The door appears to have been shut on establishing a commuter rail service between Hamilton and Auckland, with Waikato Regional Council declining to fund it.
It is estimated the service would cost $2 million a year to run and commuter fares would pay for about one third of that.
The regional council is not the only council to decline funding. Auckland, Hamilton City, Waikato District and Waipa District councils also not committing to it.
The Transport Agency and the Government have also declined to contribute.
Waikato Regional council spokesperson, Vaughan Payne, says the council could not afford to fund the entire amount.
"We would have had to look to ratepayers to meet that shortfall, having no central government support, and really we can't keep leaning on ratepayers,
"We're looking at probably $20 per property increase in rates which we don't think is affordable at this point in time."
He says the council will re-examine its position if circumstances change.
Campaign for Better Transport convenor Cameron Pitches says given that more than 11,000 people signed a petition calling for the service, the lack of funding from local and central government is a real blow.

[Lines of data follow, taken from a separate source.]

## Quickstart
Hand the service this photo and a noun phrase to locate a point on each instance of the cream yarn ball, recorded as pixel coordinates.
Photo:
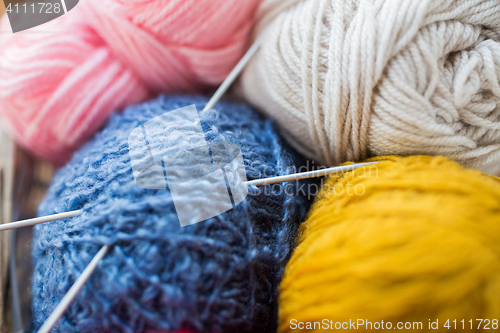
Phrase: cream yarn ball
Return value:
(347, 79)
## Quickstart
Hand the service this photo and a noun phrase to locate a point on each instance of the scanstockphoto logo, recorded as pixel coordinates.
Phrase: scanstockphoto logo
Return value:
(25, 15)
(204, 179)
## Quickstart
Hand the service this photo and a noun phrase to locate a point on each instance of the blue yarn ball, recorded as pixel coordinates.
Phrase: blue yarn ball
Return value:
(220, 275)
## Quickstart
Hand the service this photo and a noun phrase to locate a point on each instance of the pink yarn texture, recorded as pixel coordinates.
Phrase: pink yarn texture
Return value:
(57, 89)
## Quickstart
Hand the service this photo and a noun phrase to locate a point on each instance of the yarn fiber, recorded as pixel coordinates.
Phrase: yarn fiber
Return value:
(57, 89)
(349, 79)
(407, 240)
(220, 275)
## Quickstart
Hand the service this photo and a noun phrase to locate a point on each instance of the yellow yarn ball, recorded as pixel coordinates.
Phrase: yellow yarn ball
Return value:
(407, 240)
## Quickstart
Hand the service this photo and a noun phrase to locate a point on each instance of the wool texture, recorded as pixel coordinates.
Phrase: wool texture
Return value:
(350, 79)
(57, 89)
(220, 275)
(406, 240)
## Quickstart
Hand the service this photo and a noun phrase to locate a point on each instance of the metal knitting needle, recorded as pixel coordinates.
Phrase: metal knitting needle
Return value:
(80, 282)
(257, 182)
(73, 292)
(38, 220)
(233, 75)
(63, 306)
(75, 289)
(305, 175)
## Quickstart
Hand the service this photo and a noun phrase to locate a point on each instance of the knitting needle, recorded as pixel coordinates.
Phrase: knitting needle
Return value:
(305, 175)
(233, 75)
(256, 182)
(38, 220)
(73, 292)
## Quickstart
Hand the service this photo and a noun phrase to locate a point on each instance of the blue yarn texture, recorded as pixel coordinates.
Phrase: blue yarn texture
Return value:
(220, 275)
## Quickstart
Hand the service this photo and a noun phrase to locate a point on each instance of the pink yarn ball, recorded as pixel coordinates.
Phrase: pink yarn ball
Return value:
(57, 89)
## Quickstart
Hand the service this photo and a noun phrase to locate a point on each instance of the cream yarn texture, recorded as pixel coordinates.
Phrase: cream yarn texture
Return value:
(347, 79)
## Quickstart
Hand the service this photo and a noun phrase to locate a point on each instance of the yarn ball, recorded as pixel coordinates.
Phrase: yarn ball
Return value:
(406, 240)
(219, 275)
(349, 79)
(57, 89)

Mr Pitches says what's really frustrating is that the Government is prepared to spend tens of millions on the Waikato Expressway but not a small amount on a commuter train service.

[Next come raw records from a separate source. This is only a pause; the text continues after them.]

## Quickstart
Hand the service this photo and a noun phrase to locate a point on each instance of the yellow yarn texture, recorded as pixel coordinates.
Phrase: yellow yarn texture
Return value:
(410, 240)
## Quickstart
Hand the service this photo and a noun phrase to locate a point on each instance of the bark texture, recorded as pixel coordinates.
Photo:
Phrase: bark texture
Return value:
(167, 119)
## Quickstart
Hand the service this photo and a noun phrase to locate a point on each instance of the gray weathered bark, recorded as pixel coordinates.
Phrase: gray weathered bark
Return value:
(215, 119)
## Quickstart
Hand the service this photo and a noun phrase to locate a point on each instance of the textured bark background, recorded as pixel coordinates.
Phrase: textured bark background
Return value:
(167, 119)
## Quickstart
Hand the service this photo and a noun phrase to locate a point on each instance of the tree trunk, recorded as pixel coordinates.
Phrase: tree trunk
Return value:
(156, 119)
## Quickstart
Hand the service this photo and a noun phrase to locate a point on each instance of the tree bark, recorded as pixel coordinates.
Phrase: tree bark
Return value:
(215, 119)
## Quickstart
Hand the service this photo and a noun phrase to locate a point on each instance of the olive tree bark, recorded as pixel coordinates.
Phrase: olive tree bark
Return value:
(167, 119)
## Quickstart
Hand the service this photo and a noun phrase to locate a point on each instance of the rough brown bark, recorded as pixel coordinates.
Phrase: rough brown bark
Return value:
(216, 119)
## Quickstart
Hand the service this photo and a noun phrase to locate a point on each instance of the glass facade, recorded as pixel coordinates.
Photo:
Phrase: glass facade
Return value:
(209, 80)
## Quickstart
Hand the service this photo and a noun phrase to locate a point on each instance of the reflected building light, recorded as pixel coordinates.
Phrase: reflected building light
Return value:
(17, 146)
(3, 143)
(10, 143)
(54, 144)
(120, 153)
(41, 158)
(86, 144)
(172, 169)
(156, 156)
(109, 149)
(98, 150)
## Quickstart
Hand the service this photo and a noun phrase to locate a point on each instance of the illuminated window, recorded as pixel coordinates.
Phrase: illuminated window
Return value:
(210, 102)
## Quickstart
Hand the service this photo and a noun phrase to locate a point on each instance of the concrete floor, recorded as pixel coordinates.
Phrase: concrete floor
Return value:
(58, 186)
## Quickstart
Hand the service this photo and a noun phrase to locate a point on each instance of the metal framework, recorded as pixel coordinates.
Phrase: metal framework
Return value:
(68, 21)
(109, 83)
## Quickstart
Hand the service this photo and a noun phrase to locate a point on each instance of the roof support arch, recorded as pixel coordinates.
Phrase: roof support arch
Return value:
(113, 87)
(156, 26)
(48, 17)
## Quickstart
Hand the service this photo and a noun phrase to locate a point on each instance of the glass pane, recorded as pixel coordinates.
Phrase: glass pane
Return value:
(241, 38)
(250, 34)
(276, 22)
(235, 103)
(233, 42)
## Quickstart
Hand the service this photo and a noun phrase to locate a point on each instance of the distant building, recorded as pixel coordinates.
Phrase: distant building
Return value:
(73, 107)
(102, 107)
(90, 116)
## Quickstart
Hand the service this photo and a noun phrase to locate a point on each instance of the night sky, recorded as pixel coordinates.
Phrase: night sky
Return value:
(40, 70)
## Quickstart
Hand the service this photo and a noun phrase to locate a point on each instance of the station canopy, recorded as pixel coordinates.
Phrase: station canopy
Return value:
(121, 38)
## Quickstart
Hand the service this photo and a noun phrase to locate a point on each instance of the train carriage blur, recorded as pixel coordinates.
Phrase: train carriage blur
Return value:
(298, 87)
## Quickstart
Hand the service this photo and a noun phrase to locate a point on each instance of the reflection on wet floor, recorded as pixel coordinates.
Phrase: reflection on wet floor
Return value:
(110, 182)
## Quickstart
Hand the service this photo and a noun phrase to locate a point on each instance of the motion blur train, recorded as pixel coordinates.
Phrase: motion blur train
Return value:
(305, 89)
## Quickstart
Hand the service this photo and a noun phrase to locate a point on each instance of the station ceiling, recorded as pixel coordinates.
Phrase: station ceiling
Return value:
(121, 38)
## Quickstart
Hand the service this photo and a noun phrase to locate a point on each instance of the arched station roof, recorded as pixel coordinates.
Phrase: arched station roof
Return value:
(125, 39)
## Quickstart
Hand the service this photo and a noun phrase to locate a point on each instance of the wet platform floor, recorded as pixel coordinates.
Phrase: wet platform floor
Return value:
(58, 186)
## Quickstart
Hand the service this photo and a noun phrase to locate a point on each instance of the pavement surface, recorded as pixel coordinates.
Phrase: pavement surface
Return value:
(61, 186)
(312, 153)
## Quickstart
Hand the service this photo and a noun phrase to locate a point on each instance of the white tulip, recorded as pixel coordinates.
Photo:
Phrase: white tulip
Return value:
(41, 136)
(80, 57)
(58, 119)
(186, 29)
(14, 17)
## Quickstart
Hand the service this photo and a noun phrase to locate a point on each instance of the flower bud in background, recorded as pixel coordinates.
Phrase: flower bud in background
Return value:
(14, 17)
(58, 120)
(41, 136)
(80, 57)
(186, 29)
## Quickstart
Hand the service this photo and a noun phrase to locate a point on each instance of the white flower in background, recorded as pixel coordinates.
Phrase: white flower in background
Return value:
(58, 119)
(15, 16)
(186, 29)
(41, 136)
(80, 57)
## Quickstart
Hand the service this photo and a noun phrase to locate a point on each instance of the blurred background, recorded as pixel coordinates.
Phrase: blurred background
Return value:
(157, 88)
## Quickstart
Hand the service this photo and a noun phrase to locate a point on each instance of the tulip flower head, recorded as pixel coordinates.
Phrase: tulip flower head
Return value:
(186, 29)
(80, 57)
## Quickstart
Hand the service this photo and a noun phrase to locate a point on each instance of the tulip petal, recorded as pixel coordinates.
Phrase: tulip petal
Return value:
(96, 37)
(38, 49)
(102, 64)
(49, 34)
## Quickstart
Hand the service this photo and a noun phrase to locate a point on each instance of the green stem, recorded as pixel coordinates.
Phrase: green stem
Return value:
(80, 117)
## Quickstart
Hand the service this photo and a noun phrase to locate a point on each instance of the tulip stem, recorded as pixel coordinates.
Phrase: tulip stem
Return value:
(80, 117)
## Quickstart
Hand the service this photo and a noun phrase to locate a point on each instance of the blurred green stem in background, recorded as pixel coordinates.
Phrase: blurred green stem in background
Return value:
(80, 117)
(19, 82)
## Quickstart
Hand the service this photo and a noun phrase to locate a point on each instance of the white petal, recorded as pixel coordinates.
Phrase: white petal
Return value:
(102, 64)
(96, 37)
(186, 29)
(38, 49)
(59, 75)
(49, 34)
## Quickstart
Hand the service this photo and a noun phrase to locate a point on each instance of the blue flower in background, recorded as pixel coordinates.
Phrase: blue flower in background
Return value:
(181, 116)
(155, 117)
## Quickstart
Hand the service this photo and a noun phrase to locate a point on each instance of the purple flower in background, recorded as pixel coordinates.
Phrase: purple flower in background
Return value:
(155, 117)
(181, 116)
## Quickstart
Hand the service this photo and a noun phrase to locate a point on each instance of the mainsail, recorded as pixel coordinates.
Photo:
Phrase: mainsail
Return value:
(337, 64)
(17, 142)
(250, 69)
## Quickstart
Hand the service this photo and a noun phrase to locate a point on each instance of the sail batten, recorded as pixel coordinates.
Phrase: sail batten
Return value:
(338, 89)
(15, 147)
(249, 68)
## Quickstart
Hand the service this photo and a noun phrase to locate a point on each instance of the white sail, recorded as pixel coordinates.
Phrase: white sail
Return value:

Green Party transport spokesperson Gareth Hughes said the party would contribute to a potential service, if in Government.
He said there would be demand for the service and would cost a small amount compared to overall transport funding.
Labour list MP Sue Moroney, who lives in Hamilton, says while Labour hasn't committed money for a service if it's elected, it does support the proposal.
She says many of the local authorities have had the area's National MPs talking them out of supporting the project.
Hamilton East MP David Bennett, of the National Party, denies he's been working behind the scenes to scuttle the project.
"We're not elected council members, they make their own decisions with their own information."
Mr Bennett says he's sure the service will go ahead at some point.